Building an effective cyber resiliency strategy also requires the buy-in and commitment of all to departments to help communicate and monitor its ongoing progress.
Additionally, an effective cyber resiliency strategy must work in harmony across all divisions and layers of a business. Prevention should always be priority number one, but in the event of a breach or attack, the company must have a disaster recovery plan in place, which is understood and communicated. Any ransomware or cyber attack could be catastrophic and so there should never be a compromise on how threats are prepared for or treated.
While an enterprise is a large organism, its people are the front line of defence. This means organisations serious about improving their resilience should be ongoing education around how to identify suspicious emails or threats, and how to manage sensitive data so as to minimise phishing and botnet incursions.
These are avoidable, but they require strong mailbox management with junk folder mail deposit rules to isolate possible threats, and machine learning and artificial intelligence tools that are designed to minimise chances of the mails getting through to the user’s inbox.
Technology has advanced significantly in the past two years and so companies should consider deploying modern data protection toolsets and strategies to ensure data recoverability in the event of a serious breach.
Backup and recovery
Criminals have evolved, and so should businesses. It is no longer good enough to have an outdated 3-2-1 backup mindset – three copies, on two different media with one copy being offsite.

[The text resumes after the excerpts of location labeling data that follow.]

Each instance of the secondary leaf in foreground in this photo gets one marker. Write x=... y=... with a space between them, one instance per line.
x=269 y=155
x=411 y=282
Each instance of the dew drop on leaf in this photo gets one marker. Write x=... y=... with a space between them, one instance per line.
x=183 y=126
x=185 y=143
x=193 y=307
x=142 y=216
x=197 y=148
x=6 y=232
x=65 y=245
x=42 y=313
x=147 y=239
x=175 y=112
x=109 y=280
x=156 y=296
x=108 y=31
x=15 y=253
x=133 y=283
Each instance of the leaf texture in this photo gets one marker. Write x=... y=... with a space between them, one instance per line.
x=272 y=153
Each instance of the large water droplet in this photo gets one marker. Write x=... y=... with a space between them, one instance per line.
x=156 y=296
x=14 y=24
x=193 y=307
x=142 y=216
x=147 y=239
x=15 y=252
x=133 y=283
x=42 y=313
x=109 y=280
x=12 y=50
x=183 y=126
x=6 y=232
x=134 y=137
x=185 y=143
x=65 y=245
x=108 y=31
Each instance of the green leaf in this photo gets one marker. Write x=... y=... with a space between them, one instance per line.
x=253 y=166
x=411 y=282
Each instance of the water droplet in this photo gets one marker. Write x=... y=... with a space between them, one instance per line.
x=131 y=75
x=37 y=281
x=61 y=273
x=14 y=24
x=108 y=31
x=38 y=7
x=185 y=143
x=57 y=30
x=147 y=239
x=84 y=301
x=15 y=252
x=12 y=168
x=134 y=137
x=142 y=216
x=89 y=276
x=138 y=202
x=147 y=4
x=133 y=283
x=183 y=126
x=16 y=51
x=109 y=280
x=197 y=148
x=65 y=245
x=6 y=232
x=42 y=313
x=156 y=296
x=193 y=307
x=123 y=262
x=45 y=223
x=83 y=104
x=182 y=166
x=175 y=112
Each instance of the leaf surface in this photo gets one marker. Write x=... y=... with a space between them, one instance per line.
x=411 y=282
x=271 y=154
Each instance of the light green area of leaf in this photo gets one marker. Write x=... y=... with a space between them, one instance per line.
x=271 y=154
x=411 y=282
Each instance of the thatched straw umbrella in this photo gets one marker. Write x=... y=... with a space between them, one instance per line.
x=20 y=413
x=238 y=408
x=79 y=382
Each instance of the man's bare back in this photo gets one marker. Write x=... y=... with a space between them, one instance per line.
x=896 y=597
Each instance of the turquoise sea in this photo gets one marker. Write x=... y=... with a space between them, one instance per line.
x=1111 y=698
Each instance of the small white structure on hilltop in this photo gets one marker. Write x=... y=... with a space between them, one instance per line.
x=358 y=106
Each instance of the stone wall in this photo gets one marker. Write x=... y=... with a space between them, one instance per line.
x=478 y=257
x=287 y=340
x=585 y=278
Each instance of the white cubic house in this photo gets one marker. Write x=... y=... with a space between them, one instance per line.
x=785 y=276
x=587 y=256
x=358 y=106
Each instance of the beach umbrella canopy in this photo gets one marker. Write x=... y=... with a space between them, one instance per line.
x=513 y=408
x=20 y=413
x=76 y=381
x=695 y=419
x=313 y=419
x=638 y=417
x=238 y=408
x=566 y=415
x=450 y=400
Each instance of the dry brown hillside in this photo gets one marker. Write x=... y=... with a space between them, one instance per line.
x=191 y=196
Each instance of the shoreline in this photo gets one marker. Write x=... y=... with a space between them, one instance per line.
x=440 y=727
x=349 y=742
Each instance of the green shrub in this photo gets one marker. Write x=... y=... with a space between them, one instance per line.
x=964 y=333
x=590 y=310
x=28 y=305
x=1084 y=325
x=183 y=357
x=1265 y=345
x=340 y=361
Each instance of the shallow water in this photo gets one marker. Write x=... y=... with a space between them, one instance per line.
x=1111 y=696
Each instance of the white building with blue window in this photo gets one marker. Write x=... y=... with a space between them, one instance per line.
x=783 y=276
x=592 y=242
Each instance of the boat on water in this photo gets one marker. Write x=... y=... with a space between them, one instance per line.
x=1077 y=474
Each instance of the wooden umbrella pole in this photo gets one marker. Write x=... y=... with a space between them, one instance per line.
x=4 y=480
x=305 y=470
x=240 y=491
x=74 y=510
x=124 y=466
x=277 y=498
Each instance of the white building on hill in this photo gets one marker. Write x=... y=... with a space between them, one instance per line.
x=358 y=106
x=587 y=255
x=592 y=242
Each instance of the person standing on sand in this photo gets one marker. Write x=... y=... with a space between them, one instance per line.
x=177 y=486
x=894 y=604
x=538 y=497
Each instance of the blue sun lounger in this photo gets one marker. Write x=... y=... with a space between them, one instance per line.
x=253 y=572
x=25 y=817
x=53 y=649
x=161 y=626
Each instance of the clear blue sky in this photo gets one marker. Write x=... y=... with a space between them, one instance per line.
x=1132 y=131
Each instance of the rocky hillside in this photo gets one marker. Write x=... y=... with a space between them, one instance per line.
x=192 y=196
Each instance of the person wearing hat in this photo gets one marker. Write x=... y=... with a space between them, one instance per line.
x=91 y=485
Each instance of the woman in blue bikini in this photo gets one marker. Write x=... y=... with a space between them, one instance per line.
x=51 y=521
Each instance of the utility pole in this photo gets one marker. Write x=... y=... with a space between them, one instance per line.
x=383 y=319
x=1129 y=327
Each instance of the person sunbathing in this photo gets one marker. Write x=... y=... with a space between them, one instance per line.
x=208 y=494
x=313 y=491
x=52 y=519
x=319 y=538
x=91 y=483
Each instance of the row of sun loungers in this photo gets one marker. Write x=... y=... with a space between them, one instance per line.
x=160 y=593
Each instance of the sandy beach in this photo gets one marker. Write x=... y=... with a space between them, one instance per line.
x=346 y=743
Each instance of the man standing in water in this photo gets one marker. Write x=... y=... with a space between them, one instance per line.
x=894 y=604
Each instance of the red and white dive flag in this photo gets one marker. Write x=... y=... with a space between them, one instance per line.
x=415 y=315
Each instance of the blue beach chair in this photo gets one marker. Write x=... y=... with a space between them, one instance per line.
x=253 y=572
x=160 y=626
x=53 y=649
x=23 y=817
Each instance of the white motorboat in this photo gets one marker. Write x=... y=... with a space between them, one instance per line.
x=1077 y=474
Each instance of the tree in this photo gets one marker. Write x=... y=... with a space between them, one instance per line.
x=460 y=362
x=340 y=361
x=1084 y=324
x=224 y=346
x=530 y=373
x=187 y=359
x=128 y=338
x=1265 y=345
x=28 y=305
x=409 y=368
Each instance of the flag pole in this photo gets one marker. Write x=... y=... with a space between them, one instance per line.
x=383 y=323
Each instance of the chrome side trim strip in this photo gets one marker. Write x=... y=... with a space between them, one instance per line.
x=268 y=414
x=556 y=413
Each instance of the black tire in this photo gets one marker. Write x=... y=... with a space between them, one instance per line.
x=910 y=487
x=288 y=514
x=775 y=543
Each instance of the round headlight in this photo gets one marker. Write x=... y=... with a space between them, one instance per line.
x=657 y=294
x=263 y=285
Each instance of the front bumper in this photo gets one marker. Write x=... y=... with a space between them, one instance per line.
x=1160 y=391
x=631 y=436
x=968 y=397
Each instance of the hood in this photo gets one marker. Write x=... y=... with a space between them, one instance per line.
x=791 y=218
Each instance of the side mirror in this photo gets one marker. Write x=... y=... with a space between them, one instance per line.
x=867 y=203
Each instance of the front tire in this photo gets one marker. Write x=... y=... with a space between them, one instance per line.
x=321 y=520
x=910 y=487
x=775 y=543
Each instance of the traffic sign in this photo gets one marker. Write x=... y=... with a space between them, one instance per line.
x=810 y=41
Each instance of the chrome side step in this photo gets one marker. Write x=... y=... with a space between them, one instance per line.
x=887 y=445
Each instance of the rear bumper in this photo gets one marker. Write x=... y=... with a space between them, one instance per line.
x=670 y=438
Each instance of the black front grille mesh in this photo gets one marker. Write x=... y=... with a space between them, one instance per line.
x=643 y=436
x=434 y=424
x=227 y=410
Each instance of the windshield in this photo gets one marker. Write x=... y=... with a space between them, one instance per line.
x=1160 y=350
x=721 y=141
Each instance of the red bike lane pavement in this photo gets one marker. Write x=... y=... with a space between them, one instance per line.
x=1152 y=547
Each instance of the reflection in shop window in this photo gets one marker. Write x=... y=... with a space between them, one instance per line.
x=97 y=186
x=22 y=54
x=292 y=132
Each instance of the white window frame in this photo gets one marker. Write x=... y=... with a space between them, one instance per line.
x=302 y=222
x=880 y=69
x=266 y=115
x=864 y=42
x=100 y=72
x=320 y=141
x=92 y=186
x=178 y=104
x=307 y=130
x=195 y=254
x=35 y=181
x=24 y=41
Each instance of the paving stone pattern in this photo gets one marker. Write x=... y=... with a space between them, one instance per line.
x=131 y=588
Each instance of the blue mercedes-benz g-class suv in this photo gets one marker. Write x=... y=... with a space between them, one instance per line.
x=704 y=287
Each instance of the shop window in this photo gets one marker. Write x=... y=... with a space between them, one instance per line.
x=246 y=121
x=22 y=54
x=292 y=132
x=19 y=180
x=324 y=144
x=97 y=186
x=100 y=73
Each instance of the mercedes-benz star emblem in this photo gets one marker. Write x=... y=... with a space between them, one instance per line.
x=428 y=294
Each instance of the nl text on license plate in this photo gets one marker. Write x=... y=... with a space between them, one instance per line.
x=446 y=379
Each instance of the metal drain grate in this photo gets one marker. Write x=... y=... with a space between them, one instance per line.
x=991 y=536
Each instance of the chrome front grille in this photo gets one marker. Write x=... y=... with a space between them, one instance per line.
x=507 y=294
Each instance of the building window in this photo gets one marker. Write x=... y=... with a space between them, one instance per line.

Today, and in an effort to protect data effectively against rapidly evolving threats, best practice adds two more layers to the old rule to become 3-2-1-1-0 – three copies of data, two on different media, one offsite and one copy that is air-gapped or immutable and restored with zero errors so that the vulnerability is not restored back into production.
As we can see, it is good to understand how cyber criminals are attacking consumers and businesses alike. However, that’s just one side of the resilience coin. The other requires using that understanding to develop a methodical preparedness and backup strategy that is driven from the C-suite down, and which is founded on best-practice, modern data management.